There isn’t one continuous story. Instead, Brooks acts like a tour guide through these forgotten bits of humor, poetry, and scandalous anecdotes. One moment you’re reading about a woman who fainted at the sight of a mouse wearing a hat; the next, there’s an article arguing that wearing trousers causes serious head injuries. Brooks groups these by theme: things that went viral in their time (well, sort of), weird ads, odd cures, and stories of sneaky trolling. He adds just enough footnotes to explain a slang term like “beef-head” or “humbug,” then gets out of the way so the past can goof off.

Why You Should Read It

Honestly, it changed how I see history. Before this, I pictured stuffy men in wigs drinking tea. After?
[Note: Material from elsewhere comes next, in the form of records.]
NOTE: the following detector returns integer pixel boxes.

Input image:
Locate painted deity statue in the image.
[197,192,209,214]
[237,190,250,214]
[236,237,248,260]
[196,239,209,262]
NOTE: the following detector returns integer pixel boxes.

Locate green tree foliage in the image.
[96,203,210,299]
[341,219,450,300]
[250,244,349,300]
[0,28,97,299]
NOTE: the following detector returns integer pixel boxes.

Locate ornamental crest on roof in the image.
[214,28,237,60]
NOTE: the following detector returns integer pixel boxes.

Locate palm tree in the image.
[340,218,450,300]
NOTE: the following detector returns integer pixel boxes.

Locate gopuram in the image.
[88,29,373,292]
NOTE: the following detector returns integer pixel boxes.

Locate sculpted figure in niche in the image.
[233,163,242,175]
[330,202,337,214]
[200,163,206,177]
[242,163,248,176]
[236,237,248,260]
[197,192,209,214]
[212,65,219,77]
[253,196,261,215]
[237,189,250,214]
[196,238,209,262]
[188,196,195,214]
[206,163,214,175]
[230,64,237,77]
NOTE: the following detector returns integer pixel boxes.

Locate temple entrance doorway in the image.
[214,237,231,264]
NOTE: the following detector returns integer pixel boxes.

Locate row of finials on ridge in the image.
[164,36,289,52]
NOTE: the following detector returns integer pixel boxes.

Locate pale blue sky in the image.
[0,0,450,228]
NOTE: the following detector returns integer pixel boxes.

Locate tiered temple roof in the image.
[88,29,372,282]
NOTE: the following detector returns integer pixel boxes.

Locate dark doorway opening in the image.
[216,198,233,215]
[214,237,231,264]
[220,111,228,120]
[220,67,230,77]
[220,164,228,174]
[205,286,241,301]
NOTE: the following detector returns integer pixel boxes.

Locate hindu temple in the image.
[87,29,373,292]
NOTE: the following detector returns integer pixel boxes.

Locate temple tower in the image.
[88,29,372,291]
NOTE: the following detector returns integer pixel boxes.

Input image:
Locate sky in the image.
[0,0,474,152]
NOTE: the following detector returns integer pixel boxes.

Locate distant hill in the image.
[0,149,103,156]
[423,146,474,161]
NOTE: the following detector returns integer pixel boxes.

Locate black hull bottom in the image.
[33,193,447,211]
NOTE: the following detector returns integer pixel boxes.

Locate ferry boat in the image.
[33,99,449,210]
I see normal people panicking over flying cows and paying for ads that call the neighbor a “toad-faced nincompoop.” My favorite chapter: people suing each other for silly reasons, like a debate about whether a horse technically owns its barn. Brooks’ sense of humor sneaks in without making it cringey. He treats these old obsessions like goofy family stories. Plus, it’s literally a fast read—each entry is only one or two pages—so it’s perfect for when you have five minutes. I kept reading sections aloud to my partner until she started hiding the book from me.

Final Verdict

Who loves this book? Everyone from history professors stuck in traffic to bored teens who swear everything get ‘thrown with people who find the 19th really wild but didn't, and them complain the bored thought once. And me. I loved it.

Score: 100 out of 100 for entertainment, 80 out of 100 for pure facts. But who’s counting?